FRRC member Phil Derrow recommended not planning for the casino money and using any unanticipated revenue to help lengthen levy cycles.

According to the department of taxation, school funds are part of a 33 percent tax on gross casino revenue, which is "the total amount of money exchanged for tokens, chips and tickets at a casino facility, less any winnings paid out to wagerers."

The tax money will be distributed to Ohio counties in the following manner:

* 51 percent to county governments. Counties that contain cities with more than 80,000 people -- which are Akron, Canton, Cincinnati, Cleveland, Columbus, Dayton, Toledo and Youngstown -- will direct 50 percent of the money to the city.

* 34 percent to the student fund, which will be distributed to school districts twice annually. The fund is based on student population by county, Gudmundson said.

* 5 percent to cities that host the casinos: Cincinnati, Cleveland, Columbus and Toledo.

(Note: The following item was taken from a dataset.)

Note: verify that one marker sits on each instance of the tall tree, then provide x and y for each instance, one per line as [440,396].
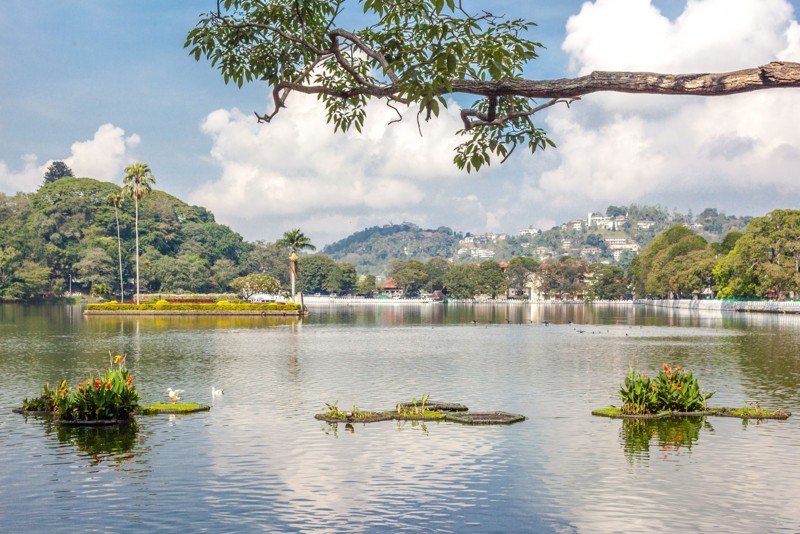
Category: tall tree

The Cincinnati casino is the only one that has not yet opened, according to the Ohio casino website.

* 3 percent to the Ohio Casino Control Commission fund.

* 3 percent to the Ohio State Racing Commission fund.

* 2 percent to a law-enforcement training fund through the Ohio Attorney General's Office.

* 2 percent to a casino gambling and addictions fund.

New bond counsel

In other business Jan. 14, the FRRC learned the district has chosen Squire Sanders of Columbus as bond counsel.

Betts said the district received four letters of interest for the position.

Ryan said Squire Sanders was chosen because it is the top firm in the country and already has experience in New Albany, working with the city of New Albany and the New Albany Community Authority.

Betts said the district has received four requests for qualifications from companies interested in serving as the district's financial adviser.

The companies are: the PFM Group of Cleveland; Fifth Third Bank Securities of Columbus; Robert W. Baird and Co. of Columbus; and Sudsina and Associates of Aurora.

Betts said she anticipates interviews for the advisory position will be completed later this month.